Introduction
Annotations can be done for a variety of purposes, and therefore the precise requirements you may want to meet will vary greatly. For example, if you are interested in assessing the reliability of the adult word count, you might extract and annotate solely the segments that have been thus defined -- meaning that you won't mark the onset and offset of phrases or pauses, a change of speaker if one is found within this allotted, and none of the above for all the rest of the segments. Or perhaps you are interested solely on the onset/offset accuracy, and thus you'll want to be able to look at the waveform (and listen to the signal) and be able to easily mark onset and offset, without caring about the content of what is spoken.
As a result, there is no single best recipe for annotations - it will depend on your goals. The following notes may help you make a decision regarding which system, or which hybrid, is the best for you.
NOTE: At present, this wiki contains the thoughts of only one person, who has the hope of annotating to capture:
- the precise content of what was said in a CHAT-friendly format
- the speaker ID (idem)
- the presence and location of both pauses and voiced hesitations (e.g., "ehem", "hum", ...)
The following is the list of systems that members of our network have used. Further information on each can be found in the subpages.
- TRS: Has mostly been used by LENA. Our information comes from the LENA instructions. Melanie Soderstrom is also using this.
- Praat: Has been used by the team at Radboud University. (Paula Fikkert)
- CLAN: Has been used by Elika Bergelson at U of Rochester. Here is the process her group follows to import the LENA files:, and then annotate them in CLAN.
- Datavyu: Has been used by Elika Bergelson at U of Rochester for *video* annotation
- MATLAB: Has been used by the team at Washington State Univeristy (Mark VanDam)

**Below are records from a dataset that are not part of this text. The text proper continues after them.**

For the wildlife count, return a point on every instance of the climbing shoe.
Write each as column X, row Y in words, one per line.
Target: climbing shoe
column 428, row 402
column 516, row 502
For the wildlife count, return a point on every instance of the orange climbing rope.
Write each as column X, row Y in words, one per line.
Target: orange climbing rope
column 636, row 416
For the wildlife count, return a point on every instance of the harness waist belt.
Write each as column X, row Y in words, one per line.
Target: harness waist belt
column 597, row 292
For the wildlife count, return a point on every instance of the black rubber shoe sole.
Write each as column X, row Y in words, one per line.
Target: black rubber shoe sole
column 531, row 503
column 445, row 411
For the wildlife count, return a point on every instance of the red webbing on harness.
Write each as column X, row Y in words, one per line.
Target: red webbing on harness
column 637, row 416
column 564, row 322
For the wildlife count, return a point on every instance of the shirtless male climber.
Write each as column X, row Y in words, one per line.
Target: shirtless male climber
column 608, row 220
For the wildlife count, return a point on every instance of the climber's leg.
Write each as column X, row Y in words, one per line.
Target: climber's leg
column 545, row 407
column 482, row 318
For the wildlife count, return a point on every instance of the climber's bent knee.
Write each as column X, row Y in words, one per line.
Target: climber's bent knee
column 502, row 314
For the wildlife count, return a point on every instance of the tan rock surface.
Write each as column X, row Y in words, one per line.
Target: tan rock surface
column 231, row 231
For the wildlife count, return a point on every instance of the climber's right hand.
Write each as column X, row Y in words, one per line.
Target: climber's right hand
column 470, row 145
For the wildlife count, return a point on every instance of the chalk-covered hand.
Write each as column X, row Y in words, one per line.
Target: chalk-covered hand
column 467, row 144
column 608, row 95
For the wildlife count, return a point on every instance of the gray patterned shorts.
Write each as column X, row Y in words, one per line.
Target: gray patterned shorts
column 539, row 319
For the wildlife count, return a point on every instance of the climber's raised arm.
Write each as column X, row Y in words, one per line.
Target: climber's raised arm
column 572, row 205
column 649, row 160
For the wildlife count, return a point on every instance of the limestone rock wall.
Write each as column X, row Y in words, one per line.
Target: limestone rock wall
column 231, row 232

- ELAN: Has been used by the team at UC Merced. (Anne Warlaumont). Here are some of her annotation instructions
The goal is to produce annotation that is comparable, even if it was created with different software (see above). We intend to follow the following ground rules.
Files included
Basic filesOnly one file is always required, and this is the meta-data file following [these conventions]
For LENA recordings, the .its is always available. It can be modified (e.g., the DOB and date), but in that case this should be noted in the metadata. Additionally, some researchers record multiple children with the same DLP. In this case, the .its should be noted as unreliable in the metadata.
For non-LENA recordings, a pseudo-.its can be generated.
Sound files can take a variety of forms.
Sections that need to be excised (to anonymize, etc.) are silenced, thus conserving the integrity of the timestamp [revisit after discussion]
Annotation files Additionally, there are optional files to be made available.
- Beginning and end of turns are determined (1) using the LENA automatic segmentation; (2) using another a human or automatic system that uses the same criteria; (3) using the LENA segmentation followed by human correction (by moving boundaries and/or deleting/adding boundaries); (4) following CHAT conventions; (5) following other conventions. In all of these cases, this is noted in the metadata.
- More work is needed at this point.
- If the boundary is not correct, then the transcriber can tag the utterance as being incorrectly segmented.
- The automatic LENA labels for speakers are contained in the utterance. The transcriber can add a code for their own classification of the speaker, but not remove the LENA one.
- The contents of a turn follow the latest CHILDES conventions, with the only exception that free use can be made of (.) to indicate utterance-internal pauses.